Am I missing something? The offa and k9 show no negative data for that dog. A vertical pedigree is worthless as a breeding tool if negative data is not entered.


----------



## Farley Rocks!

OH! So I have to put Farley on K9 data!!! I kept checking for him and wondering why he was not on there. :doh:


----------



## Ash

To enter it is personal choice. Usually when you talk to a Breeder or Owner about a certain dog/litter you may ask about the dog you are wanting to know about. If you are polite and well mannered in the way you ask usually they will have no problems filling in the blanks for you. If you asked me whats the deal whatever dog I would gladly tell you the situation. I don't think it would really matter people who are not going to be dealing with that Breeder or that particular dog. If you were buying a puppy or getting a stud service of course you all the right to ask. Most the time with people who stay on top of there K9data listings if the dog is 4 years old was shown as puppy and they have no eye clearence listed and have never produced a litter or the Breeder had owned the dog up to 2 yrs of age or a little after and ownership changes, or the the honorifics box says spayed or nuetered you may assume the dog did not pass a particular clearence.
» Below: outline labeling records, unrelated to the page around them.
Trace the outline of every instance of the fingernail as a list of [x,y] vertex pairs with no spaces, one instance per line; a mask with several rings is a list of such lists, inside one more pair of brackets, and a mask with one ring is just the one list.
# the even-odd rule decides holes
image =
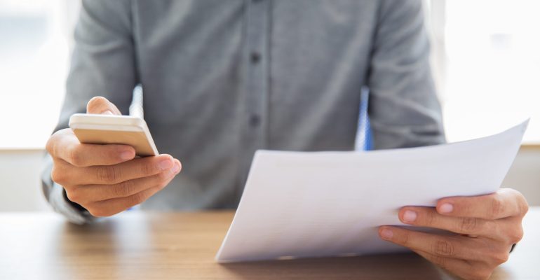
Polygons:
[[175,162],[175,166],[173,166],[173,168],[170,169],[170,174],[175,174],[178,173],[179,171],[180,171],[180,164]]
[[130,160],[133,157],[133,153],[130,151],[122,152],[120,154],[120,158],[123,160]]
[[403,220],[408,223],[412,223],[417,219],[417,212],[412,210],[407,210],[403,213]]
[[381,237],[385,239],[390,239],[393,236],[393,232],[387,228],[381,230]]
[[454,210],[454,206],[450,203],[445,203],[439,207],[440,213],[450,213]]
[[158,167],[161,170],[166,170],[173,166],[173,160],[170,159],[163,160],[158,163]]

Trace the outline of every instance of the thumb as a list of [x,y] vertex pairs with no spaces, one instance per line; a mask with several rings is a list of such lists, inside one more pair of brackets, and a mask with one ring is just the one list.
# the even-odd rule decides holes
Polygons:
[[103,97],[93,97],[86,104],[86,113],[121,115],[114,104]]

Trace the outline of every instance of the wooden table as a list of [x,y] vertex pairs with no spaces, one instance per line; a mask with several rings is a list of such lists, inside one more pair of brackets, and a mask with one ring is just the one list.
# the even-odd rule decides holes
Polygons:
[[[0,214],[0,279],[452,279],[411,253],[220,265],[233,212],[131,211],[79,226],[52,213]],[[540,279],[540,208],[492,279]]]

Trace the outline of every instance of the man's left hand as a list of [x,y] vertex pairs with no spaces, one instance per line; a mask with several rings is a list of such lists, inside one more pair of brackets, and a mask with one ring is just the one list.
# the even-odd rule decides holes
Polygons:
[[379,234],[460,277],[484,279],[508,260],[513,244],[522,237],[521,221],[528,209],[523,195],[509,188],[487,195],[445,197],[436,208],[405,206],[399,218],[408,225],[454,234],[389,225],[380,227]]

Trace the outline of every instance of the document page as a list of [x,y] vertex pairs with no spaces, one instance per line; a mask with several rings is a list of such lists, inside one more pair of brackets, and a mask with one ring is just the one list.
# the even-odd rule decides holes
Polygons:
[[407,205],[496,192],[528,120],[490,136],[369,152],[258,150],[218,262],[406,251],[378,227]]

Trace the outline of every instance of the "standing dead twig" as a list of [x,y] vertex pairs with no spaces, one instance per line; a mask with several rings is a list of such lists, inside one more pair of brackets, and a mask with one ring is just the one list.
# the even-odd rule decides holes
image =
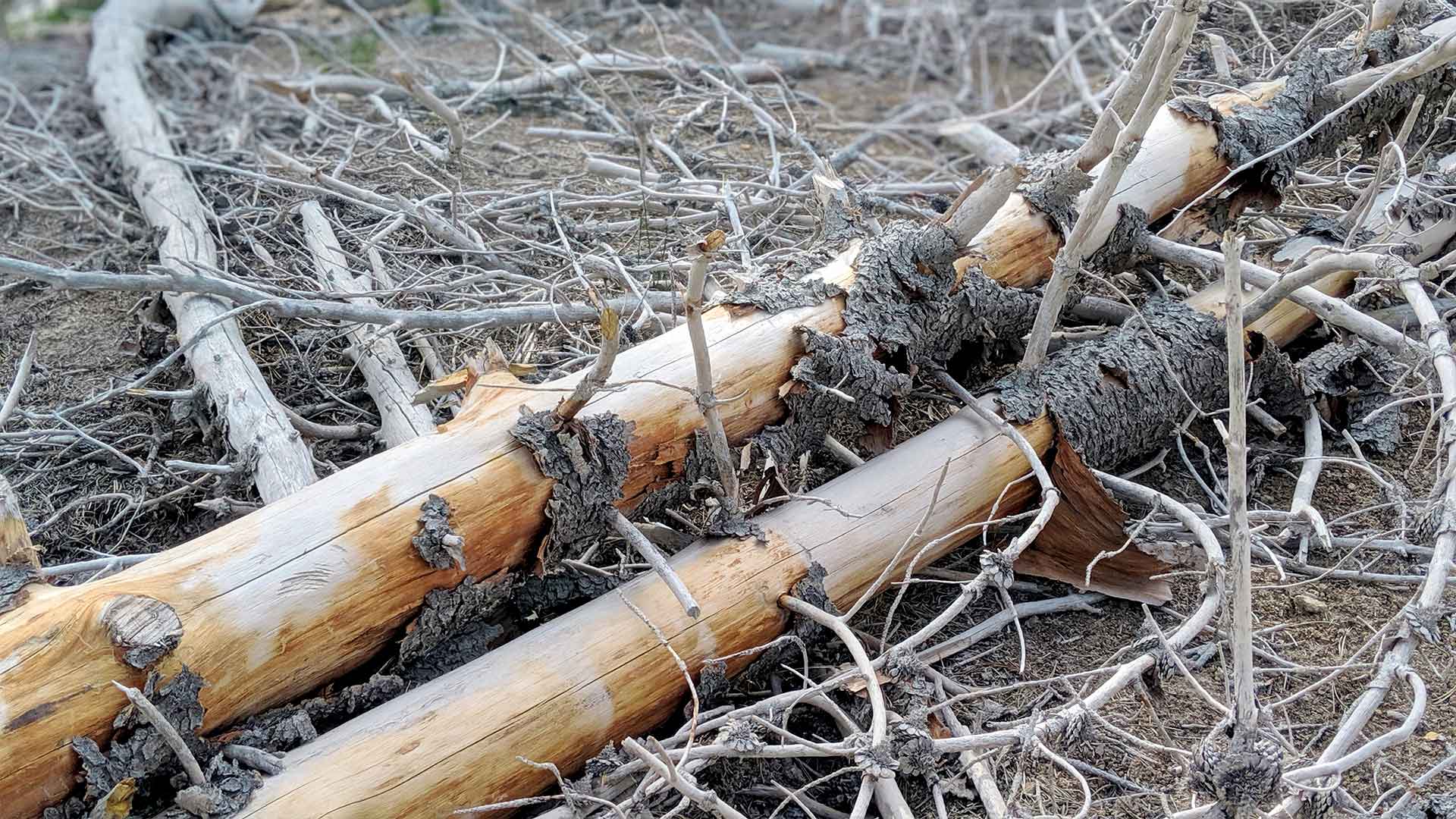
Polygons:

As always this may not be the case so be careful what you assume and don't run through a place screaming it. As some have also said some don't list on K9data they don't have a computer or are older folks that may not know how (sorry but you all know what I mean). Sometimes and Eye or Heart clearence may not show up. After you get the dog tested they will give a paper with all the information and you fill out the back and send it to CERF (for Eyes) and they will list it on the CERF site and OFA site. Its costs something like $7.50 for listing some Breeders just keep the paper and copy it for puppy packages. This is the exact same clearence. You still anyways would want to see all 4 clearences on paper before you get your puppy. OFA also lists some negitive clearence you just have to used "advanced search" and put the information that you want to see in the boxes. You are right it will not show a quarter of the Goldens that have had problems. That was longer then I intended. I hope that helps and feel free to ask anything you are further wondering about. Again, usually asking the Breeder not for nosey purposes is fine.


----------